Electricity markets have a fundamental flaw. Electrical energy is traded in (quartly) hourly slots (PTUs) and it does not matter when during this interval the energy is generated (or consumed). However, power generated needs to equal power consumed at all times. In the European synchronous zone, this leads to frequency dips of about 100mHz on average around the start of each PTU in the evening hours. This is equivalent to a generation dip of about 2 GW, i.e., a whole reasonably-sized power plant. Changing market rules to trading power trajectories instead of energy amounts could lead to a significant reduction in costs and CO2 and would free up costly reserve generation for system security — especially important in the entry transition. This is experimentally shown in our recent paper in Applied Energy.
The difficulty with the power system is that supply and demand needs to be in balance at all times. While in other markets it is relatively easy to store goods in times of low demand and low prices, this is very difficult with electrical energy. Power produced at noon is a different product than power produced in the evening, with different demand (because of the way people live) and different supply (because of electrical energy coming from wind and sun) and has a different price. The match of generation and demand is made through electricity markets, and these are therefore defined on so called programmable time units (PTUs). In each PTU the amount of electrical energy sold (and thus generated) and bought (and thus used) should be equal. The length of these PTUs typically is one hour, or in some cases, 30 or even 15 minutes.
However, this granularity is insufficient to guarantee that power generated equals power consumed throughout. This can be observed from the following figure of the average frequency of the European system (winter 2016/2017). In the evening hours, the average frequency drops almost below 49.9Hz at the start of every hour. These temporary episodes of shortage are equivalent to a generation dip of about 2 GW (and additionally we see some overproduction before the end of each PTU). These are resolved via expensive reserves, while reserves are of course intended to handle unforeseen events.
A well-established solution is to use a finer granularity for these markets. As long as optimal bidding and market clearing can be done within this same period, this leads to significantly smaller frequency dips or (in our simulations) lower unserved energy demands. However, given the desire for optimal solutions, in 2013 hourly time slots seemed to be the smallest PTU possible, and since this runtime scales exponentially in the number of periods, this direction of increasing granularity certainly has its computational limitations.

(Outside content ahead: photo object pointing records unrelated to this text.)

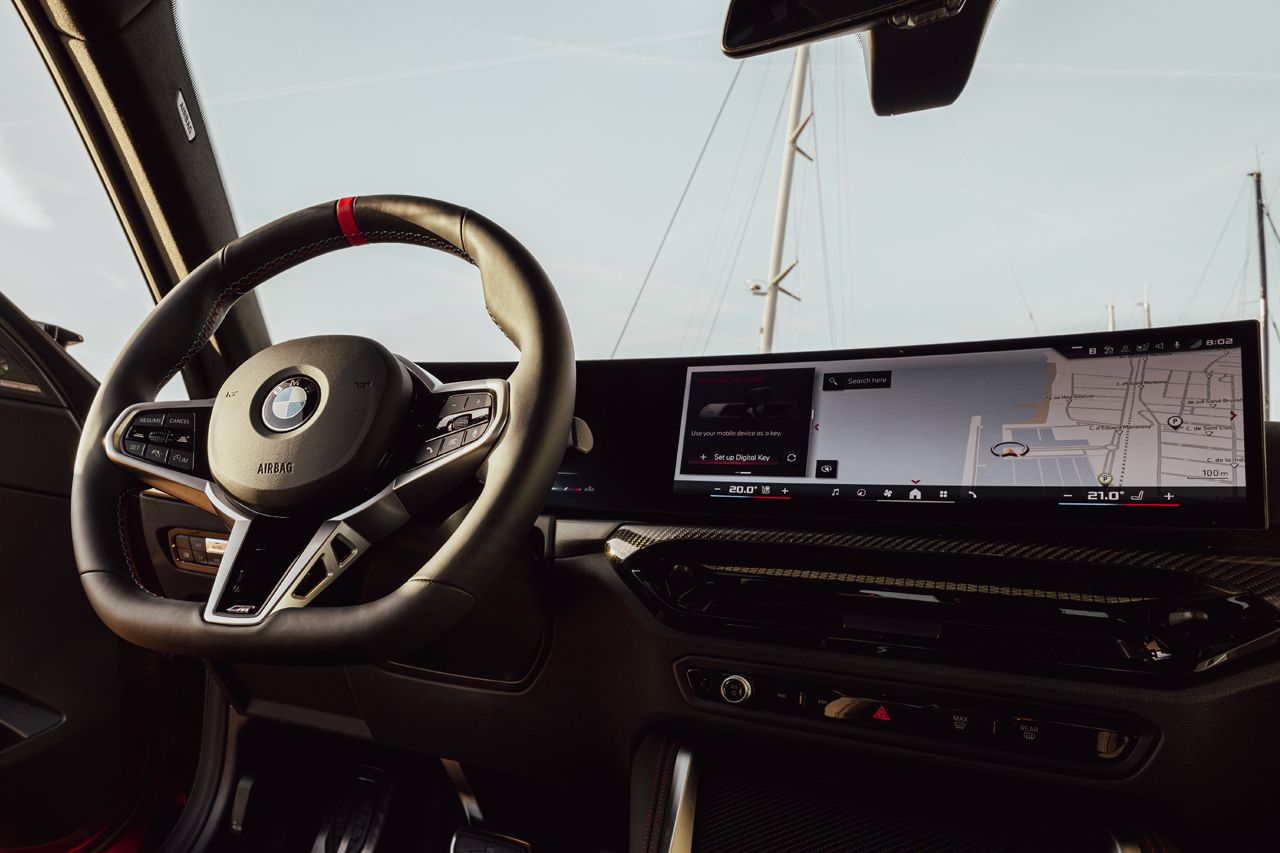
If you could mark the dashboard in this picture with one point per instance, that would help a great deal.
(1142, 428)
(725, 560)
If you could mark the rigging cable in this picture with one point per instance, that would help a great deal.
(845, 287)
(1239, 282)
(1217, 243)
(703, 279)
(726, 276)
(675, 213)
(822, 218)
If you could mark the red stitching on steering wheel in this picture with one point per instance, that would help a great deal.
(298, 255)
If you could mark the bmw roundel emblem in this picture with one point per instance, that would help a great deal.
(289, 404)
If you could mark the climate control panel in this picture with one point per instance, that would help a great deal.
(1001, 729)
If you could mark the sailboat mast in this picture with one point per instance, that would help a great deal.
(780, 222)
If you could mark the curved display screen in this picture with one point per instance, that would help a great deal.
(1142, 428)
(1162, 419)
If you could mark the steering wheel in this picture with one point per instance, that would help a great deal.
(316, 448)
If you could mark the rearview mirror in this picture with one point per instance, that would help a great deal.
(759, 26)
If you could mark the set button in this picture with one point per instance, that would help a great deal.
(163, 438)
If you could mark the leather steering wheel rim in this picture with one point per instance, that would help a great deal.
(517, 471)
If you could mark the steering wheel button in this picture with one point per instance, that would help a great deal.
(480, 401)
(428, 451)
(182, 459)
(453, 405)
(181, 420)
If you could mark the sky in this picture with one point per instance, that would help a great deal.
(1098, 155)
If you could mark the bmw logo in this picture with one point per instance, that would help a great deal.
(289, 404)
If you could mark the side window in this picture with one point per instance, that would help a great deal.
(65, 256)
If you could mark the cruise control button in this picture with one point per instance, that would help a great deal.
(182, 459)
(428, 451)
(480, 401)
(453, 405)
(181, 420)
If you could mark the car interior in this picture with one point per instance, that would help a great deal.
(332, 597)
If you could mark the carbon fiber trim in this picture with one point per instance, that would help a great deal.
(932, 585)
(1258, 574)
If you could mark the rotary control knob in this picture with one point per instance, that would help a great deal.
(735, 689)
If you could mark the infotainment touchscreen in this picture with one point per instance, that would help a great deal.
(1157, 425)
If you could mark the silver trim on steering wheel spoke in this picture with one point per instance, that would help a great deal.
(334, 546)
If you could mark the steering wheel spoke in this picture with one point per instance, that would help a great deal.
(462, 423)
(275, 564)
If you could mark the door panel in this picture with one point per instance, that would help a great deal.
(77, 706)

Changing the market rules into trading linear power trajectories within each PTU instead of a total energy amount brings the advantages of a finer granularity, but does not increase the computational load, because the instantaneous power balance is followed with more precision. In our experiments, we subsequently ideally dispatch the energy plan avoiding imbalances as much as possible, very much like the real-time dispatch market in the US. In these simulations, the reduction in unserved energy demand is similar to doubling the number of periods. If energy planning was not ideally dispatched, like in the EU markets, the performance of energy-based trading would be even worse than what we compare to in the paper, and thus trading power would be even more advantageous.
Moreover, trading power trajectories instead of energy amounts can be done in addition to any increase in granularity. How to compute the payments based on such power trajectories is also explained in our paper on “Trading power instead of energy in day-ahead electricity markets“. Many thanks to the main author, Rens Philipsen and my other co-authors: Laurens de Vries and German Morales.